We are in the early stages of a structural shift in how digital payments work. For the past 30 years, every payment model has assumed a human initiating the transaction. Card networks, fraud models, compliance frameworks, and dispute resolution processes all presuppose a human at the other end of the wire. That assumption is beginning to fail.

AI agents — software entities that autonomously browse, select, negotiate, and pay — are entering commercial deployments at scale. Enterprise procurement agents that manage vendor payments. Personal finance agents that optimise subscription spend. Travel agents that book and reschedule in real time.

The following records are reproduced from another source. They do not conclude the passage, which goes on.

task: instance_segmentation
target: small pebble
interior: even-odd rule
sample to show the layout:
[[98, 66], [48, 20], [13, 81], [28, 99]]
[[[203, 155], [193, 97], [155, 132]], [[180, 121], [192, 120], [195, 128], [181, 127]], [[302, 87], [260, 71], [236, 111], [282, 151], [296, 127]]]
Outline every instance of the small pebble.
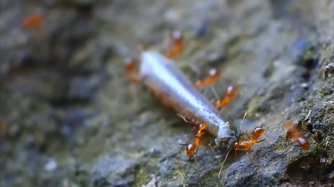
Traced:
[[44, 168], [46, 171], [52, 171], [57, 168], [57, 162], [53, 158], [49, 159], [47, 162], [44, 165]]

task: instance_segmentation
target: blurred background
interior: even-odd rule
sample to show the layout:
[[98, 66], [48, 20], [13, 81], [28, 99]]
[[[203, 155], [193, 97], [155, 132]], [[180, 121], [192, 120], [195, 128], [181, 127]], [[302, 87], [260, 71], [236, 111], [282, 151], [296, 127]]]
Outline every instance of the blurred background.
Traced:
[[[333, 0], [0, 0], [0, 186], [330, 186], [333, 10]], [[164, 53], [176, 30], [175, 59], [191, 81], [220, 70], [218, 94], [238, 88], [222, 112], [266, 128], [219, 179], [214, 136], [188, 159], [177, 145], [193, 141], [193, 126], [124, 73], [139, 45]], [[295, 120], [309, 151], [286, 137]]]

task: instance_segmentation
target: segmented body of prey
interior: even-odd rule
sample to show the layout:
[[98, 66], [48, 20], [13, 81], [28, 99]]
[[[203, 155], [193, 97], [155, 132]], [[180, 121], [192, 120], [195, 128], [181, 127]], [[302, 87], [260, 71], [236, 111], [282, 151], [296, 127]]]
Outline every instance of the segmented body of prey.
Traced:
[[233, 146], [237, 133], [231, 129], [230, 123], [172, 60], [148, 51], [142, 53], [140, 61], [141, 79], [163, 104], [197, 124], [205, 121], [205, 129], [216, 136], [218, 150]]

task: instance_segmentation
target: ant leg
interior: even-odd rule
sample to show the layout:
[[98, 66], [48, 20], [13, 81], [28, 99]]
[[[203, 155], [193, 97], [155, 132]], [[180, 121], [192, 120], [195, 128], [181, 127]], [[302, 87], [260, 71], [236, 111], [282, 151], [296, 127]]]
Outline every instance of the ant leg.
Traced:
[[189, 145], [189, 143], [178, 143], [178, 144], [180, 145]]
[[250, 139], [250, 140], [252, 140], [252, 138], [251, 138], [251, 136], [249, 136], [249, 134], [248, 134], [248, 133], [247, 133], [247, 132], [246, 132], [245, 131], [245, 133], [246, 134], [246, 135], [247, 135], [247, 137], [249, 138], [249, 139]]
[[256, 141], [256, 143], [260, 143], [260, 142], [261, 142], [262, 141], [265, 141], [265, 140], [266, 140], [266, 139], [267, 139], [267, 138], [266, 138], [263, 139], [263, 140], [258, 140], [258, 141]]
[[220, 98], [219, 97], [219, 96], [218, 95], [218, 94], [214, 90], [214, 88], [213, 87], [213, 86], [211, 85], [210, 85], [210, 89], [211, 89], [211, 92], [212, 92], [212, 93], [213, 94], [213, 95], [214, 95], [214, 96], [215, 97], [216, 99], [217, 100], [220, 100]]
[[[216, 154], [218, 154], [217, 153], [217, 152], [216, 152], [214, 151], [214, 149], [213, 149], [213, 148], [212, 147], [212, 146], [211, 146], [211, 144], [209, 143], [209, 145], [210, 146], [210, 147], [211, 148], [211, 149], [212, 149], [212, 150], [213, 151], [213, 152], [214, 152], [214, 153], [216, 153]], [[213, 146], [213, 147], [216, 147], [216, 146]]]
[[173, 32], [173, 38], [174, 39], [174, 46], [165, 55], [168, 58], [177, 56], [183, 49], [183, 37], [181, 31], [176, 31]]

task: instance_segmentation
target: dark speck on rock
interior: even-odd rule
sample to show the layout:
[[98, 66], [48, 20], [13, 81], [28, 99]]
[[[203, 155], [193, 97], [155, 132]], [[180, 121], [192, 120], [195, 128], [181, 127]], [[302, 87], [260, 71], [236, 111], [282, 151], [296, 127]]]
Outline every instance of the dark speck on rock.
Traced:
[[130, 186], [135, 179], [135, 160], [117, 155], [106, 155], [99, 159], [93, 167], [94, 184], [106, 183], [110, 186]]

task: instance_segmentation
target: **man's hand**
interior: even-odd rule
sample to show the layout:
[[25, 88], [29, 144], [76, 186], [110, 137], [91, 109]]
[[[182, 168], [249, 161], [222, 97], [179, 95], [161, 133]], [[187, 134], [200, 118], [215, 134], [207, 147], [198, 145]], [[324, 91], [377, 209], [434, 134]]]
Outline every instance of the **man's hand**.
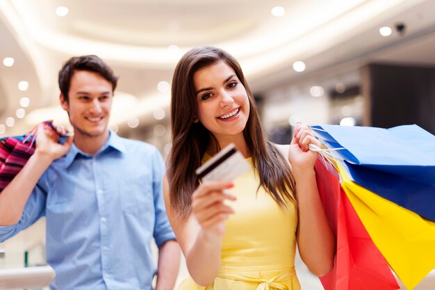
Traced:
[[[65, 135], [67, 131], [63, 126], [54, 125], [59, 135]], [[58, 135], [52, 131], [40, 127], [36, 133], [36, 150], [35, 154], [47, 156], [51, 161], [66, 154], [72, 144], [73, 137], [68, 137], [65, 144], [58, 143]]]

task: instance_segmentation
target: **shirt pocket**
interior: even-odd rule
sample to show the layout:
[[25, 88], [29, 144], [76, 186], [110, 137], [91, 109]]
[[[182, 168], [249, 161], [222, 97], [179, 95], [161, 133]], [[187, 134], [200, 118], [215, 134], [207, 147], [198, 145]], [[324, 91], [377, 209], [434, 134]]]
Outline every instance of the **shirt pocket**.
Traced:
[[125, 213], [140, 214], [148, 212], [154, 206], [152, 183], [138, 179], [118, 182], [121, 209]]

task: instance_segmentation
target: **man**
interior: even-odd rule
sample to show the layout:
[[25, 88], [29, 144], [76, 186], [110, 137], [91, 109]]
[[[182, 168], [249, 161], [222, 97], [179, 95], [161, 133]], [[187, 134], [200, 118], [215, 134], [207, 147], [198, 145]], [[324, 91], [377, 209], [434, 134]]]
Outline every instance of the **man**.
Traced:
[[117, 81], [95, 56], [65, 63], [60, 99], [74, 142], [40, 129], [35, 154], [0, 194], [0, 241], [46, 216], [51, 289], [151, 289], [152, 237], [156, 289], [174, 287], [179, 248], [165, 210], [163, 163], [154, 147], [108, 129]]

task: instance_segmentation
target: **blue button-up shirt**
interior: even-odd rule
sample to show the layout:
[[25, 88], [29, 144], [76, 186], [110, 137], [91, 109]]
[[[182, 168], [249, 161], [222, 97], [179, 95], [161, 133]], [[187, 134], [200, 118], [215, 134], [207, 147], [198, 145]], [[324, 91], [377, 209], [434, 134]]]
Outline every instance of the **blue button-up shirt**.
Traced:
[[41, 177], [16, 225], [0, 227], [0, 241], [47, 218], [51, 289], [151, 289], [151, 238], [175, 236], [162, 193], [158, 150], [110, 132], [95, 155], [74, 144]]

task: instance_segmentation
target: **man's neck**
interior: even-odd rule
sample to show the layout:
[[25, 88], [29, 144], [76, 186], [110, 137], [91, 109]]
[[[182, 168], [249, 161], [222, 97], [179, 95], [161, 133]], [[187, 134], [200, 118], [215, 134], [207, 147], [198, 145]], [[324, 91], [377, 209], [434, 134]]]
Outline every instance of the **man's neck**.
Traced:
[[90, 155], [94, 155], [107, 142], [109, 137], [109, 131], [97, 136], [90, 136], [83, 134], [74, 134], [74, 145], [80, 150]]

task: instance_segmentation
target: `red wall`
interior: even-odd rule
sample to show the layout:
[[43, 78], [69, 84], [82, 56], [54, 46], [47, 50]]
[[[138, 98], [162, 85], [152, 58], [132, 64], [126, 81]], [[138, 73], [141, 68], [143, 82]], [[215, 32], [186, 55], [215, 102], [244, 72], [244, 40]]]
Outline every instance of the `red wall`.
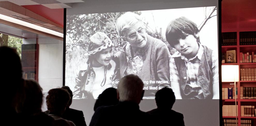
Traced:
[[256, 31], [256, 1], [223, 0], [222, 32]]
[[51, 9], [41, 5], [22, 6], [34, 13], [63, 27], [64, 9]]

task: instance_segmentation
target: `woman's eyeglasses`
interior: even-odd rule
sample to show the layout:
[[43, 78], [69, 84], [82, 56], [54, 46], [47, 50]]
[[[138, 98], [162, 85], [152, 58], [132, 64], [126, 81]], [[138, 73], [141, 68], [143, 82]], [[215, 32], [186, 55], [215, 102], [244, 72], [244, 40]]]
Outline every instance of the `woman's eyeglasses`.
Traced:
[[145, 28], [142, 28], [139, 30], [138, 32], [136, 32], [136, 33], [134, 33], [134, 34], [132, 34], [127, 37], [131, 40], [134, 40], [137, 38], [137, 35], [138, 34], [140, 34], [144, 33], [146, 29]]

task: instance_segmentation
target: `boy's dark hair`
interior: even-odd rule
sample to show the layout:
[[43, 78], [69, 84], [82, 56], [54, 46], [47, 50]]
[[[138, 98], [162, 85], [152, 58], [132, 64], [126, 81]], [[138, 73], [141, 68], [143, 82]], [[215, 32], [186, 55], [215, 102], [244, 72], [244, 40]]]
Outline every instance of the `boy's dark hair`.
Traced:
[[66, 90], [61, 88], [51, 89], [46, 96], [47, 108], [51, 112], [61, 113], [67, 107], [70, 99], [69, 93]]
[[175, 99], [172, 90], [167, 87], [159, 90], [156, 93], [155, 99], [158, 108], [171, 109]]
[[166, 28], [166, 40], [172, 47], [174, 47], [174, 45], [178, 42], [178, 39], [184, 36], [183, 31], [194, 35], [197, 42], [200, 43], [199, 36], [196, 36], [199, 32], [196, 24], [186, 17], [181, 17], [171, 21]]

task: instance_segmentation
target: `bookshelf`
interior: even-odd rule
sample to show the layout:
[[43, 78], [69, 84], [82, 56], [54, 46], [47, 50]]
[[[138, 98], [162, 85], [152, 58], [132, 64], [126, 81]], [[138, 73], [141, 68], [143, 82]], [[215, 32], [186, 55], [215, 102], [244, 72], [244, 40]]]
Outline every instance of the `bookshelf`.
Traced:
[[[252, 116], [245, 117], [242, 116], [241, 115], [241, 106], [254, 106], [255, 107], [256, 107], [256, 99], [240, 99], [240, 86], [256, 87], [256, 78], [255, 78], [254, 80], [253, 80], [253, 77], [252, 77], [252, 79], [250, 80], [249, 79], [248, 80], [246, 80], [246, 79], [245, 80], [242, 80], [241, 75], [243, 76], [244, 75], [241, 75], [241, 71], [245, 71], [244, 69], [250, 69], [252, 70], [253, 69], [256, 68], [256, 63], [240, 63], [240, 60], [242, 59], [241, 59], [240, 56], [240, 52], [244, 54], [249, 52], [249, 55], [252, 55], [252, 57], [253, 55], [252, 52], [255, 52], [256, 53], [256, 32], [237, 31], [224, 32], [222, 33], [222, 36], [223, 40], [221, 43], [222, 52], [223, 53], [226, 53], [227, 51], [235, 50], [236, 59], [235, 63], [228, 63], [227, 62], [227, 56], [225, 56], [226, 57], [223, 58], [223, 55], [222, 60], [224, 59], [225, 62], [225, 63], [223, 63], [223, 62], [222, 65], [238, 65], [239, 67], [239, 76], [240, 79], [239, 81], [236, 83], [236, 87], [238, 88], [237, 98], [237, 104], [238, 107], [238, 125], [241, 125], [241, 123], [243, 123], [243, 122], [245, 121], [245, 120], [251, 120], [252, 125], [256, 125], [256, 116], [254, 115], [254, 117]], [[236, 41], [236, 40], [238, 41]], [[234, 43], [236, 42], [236, 43]], [[252, 58], [252, 59], [253, 58]], [[243, 73], [243, 74], [244, 73]], [[255, 75], [254, 76], [256, 76], [256, 75]], [[234, 82], [223, 82], [222, 88], [234, 88], [235, 86], [234, 85], [230, 84], [232, 83], [234, 83]], [[224, 105], [235, 105], [234, 99], [225, 99]], [[224, 108], [223, 108], [224, 109]], [[225, 111], [224, 109], [223, 109], [223, 112], [224, 112]], [[223, 115], [222, 117], [224, 120], [235, 120], [235, 116], [224, 115]]]
[[38, 49], [37, 44], [21, 45], [21, 62], [24, 79], [38, 81]]

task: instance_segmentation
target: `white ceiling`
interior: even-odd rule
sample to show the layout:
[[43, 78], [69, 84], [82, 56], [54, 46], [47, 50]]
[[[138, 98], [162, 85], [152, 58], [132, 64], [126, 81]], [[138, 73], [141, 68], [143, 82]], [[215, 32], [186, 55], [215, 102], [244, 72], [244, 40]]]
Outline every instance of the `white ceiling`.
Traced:
[[8, 1], [17, 5], [41, 5], [50, 9], [72, 7], [73, 3], [84, 2], [85, 0], [0, 0]]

Each of these represents a payment initiator that is not a human.

AI agents in payments

The payment behaviour of AI agents differs from humans in ways that are deeply problematic for existing fraud models. Agents are fast — they complete checkout flows in seconds. Agents are consistent — their navigation sequences are deterministic and therefore look anomalous compared to human variance. Agents are rational — they never make the small "mistakes" (hovering, backtracking, re-reading) that humans make and that fraud models rely on as legitimacy signals.

New risk vectors

Agentic commerce introduces risk vectors that did not exist in human-only payment systems. A compromised agent can drain accounts faster than any human attacker. An agent operating under a manipulated prompt can be redirected to make purchases the account owner never authorised. Agent-to-agent payment loops can generate synthetic transaction volume that distorts fraud models trained on human distributions.

Detection strategies

Effective detection requires classification before evaluation. An AI agent must be identified as such before risk scoring begins — because the signal set appropriate for scoring an agent is categorically different from the signal set for scoring a human. Agent classification relies on network-layer signals (ASN, datacenter IP ranges), HTTP behavioural signals (header ordering, timing distributions), and session entropy analysis.

Predictions

By 2028, we project that AI agents will initiate 18% of all digital transactions by volume. By 2030, the majority of B2B payments will be agent-initiated. This is not a threat to be defended against — it is an architectural reality to be designed for. The payment infrastructure that thrives will be the one that can serve human and AI principals with equal precision.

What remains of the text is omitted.